港近くの田んぼを埋め立ててできた外国人居留地が発端
黒船の来航で、それまで鎖国によって諸外国との交易を制限してきた江戸幕府が開国を余儀なくされた19世紀半ば。1857年の日米修好通商条約を皮切りに、イギリス、フランス、オランダ、ロシアとも通商条約を結び、日本各地に貿易港が開設されることが決まりました。そのひとつが横浜だったのです。
1859年6月の開港に際して、欧米の商人たちが正式に滞在できるようにするため、横浜には外国人居留地が設けられます。居留地はもともと横浜新田(よこはましんでん)と呼ばれていた地区で、江戸時代に沼だった場所を開墾して田んぼとして使っていました。幕府はこの土地を村人から接収し、あぜ道を残したまま埋め立てた田んぼの上に商館などを建築したのです。
居留地に住むことができるのは、原則として修好通商条約を結んだ国の人だけでした。しかし、日本語が不自由な欧米人だけではビジネスに支障をきたすため、彼らには通訳を雇う必要がありました。

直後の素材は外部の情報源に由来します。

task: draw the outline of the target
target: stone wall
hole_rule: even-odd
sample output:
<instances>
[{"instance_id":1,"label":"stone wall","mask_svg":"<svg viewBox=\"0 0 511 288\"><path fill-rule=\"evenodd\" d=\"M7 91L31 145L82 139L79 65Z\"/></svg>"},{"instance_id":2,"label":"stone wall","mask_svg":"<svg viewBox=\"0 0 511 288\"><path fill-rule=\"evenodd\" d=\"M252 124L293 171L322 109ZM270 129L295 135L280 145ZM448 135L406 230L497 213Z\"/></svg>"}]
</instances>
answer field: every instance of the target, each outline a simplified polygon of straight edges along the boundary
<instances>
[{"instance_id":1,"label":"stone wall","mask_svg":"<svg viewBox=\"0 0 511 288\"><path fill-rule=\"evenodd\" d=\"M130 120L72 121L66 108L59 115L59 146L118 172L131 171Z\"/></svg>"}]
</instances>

そこで白羽の矢が立ったのが、漢字を使うことができて日本との交流も古くからあった中国出身者でした。
日本は中国と修好通商条約を結んでいなかったために、本来なら中国出身者は入国できませんでしたが、ビジネスの好機と判断した中国の商人たちが日本へ渡ってきたというわけです。
周囲と街路の向きが異なるのはなぜ?
田んぼを埋め立てたためジメジメとしていて、海からも近いので水害の危険もある新田跡地は、欧米人にはあまり気に入られなかったようです。そのため、中国出身者が生活をするためのまとまったスペースが提供されることになり、中華街が形成されるきっかけになりました。
実は、この新田跡地を利用した横浜中華街は、周囲とは街路の向きが異なっています。地図を見てみるとよくわかりますが、ほぼ45°ほど周囲と角度がずれているのです。
当時の横浜村では、海岸線を基準に街路が作られていましたが、新たに開墾された田んぼでは、日当たりを良くするために影ができにくい南北にあぜ道を作りました。これがそのまま居留地にも流用されたのです。
そして、南北に沿った街並みは、中国で重んじられている風水の観点から優れていたようです。そのような背景もあり中国出身者がこの地域を好んで住処としたことも、横浜中華街の発展に少なからず関係があるのかもしれません。
いつからグルメスポットになったのか?
世界のあちこちにも中国出身者が暮らす中華街(チャイナタウン)が存在しています。
特に規模の大きい東南アジアやアメリカでは、第一次産業に携わる人たちが居住していることが多かったようです。第一次産業では、特に労働人員を必要としていたからです。
それに対して日本の中華街では、最初からサービス業をはじめとする第三次産業のビジネスを立ち上げる人が多かったという特徴があります。これは、日本に居留を許された欧米人のビジネスをサポートするために雇われるという、特殊な事情によるものだったようです。
横浜開港の当初、中国出身者は、欧米人が営む貿易商の通訳や、日本人との折衝を担当する番頭役に就いていました。明治維新後、貿易が横浜の特権でなくなっても中華街は残りましたが、仕事内容は変化していきました。
中国出身者が得意とした代表的な職業に、料理、理髪、裁縫の3つがありました。いずれも刃物を使用する職業であったことから、この3つを総称して「三把刀(さんばとう)」と呼び、これに対して政府は営業許可を与えていたのです。
つまり、横浜中華街は最初から現在のような中華料理店がひしめき合うグルメタウンではなく、中国出身者に許された3つの得意な職業のうちのひとつが時代のニーズにマッチすることで残り、それが発展した街だったのです。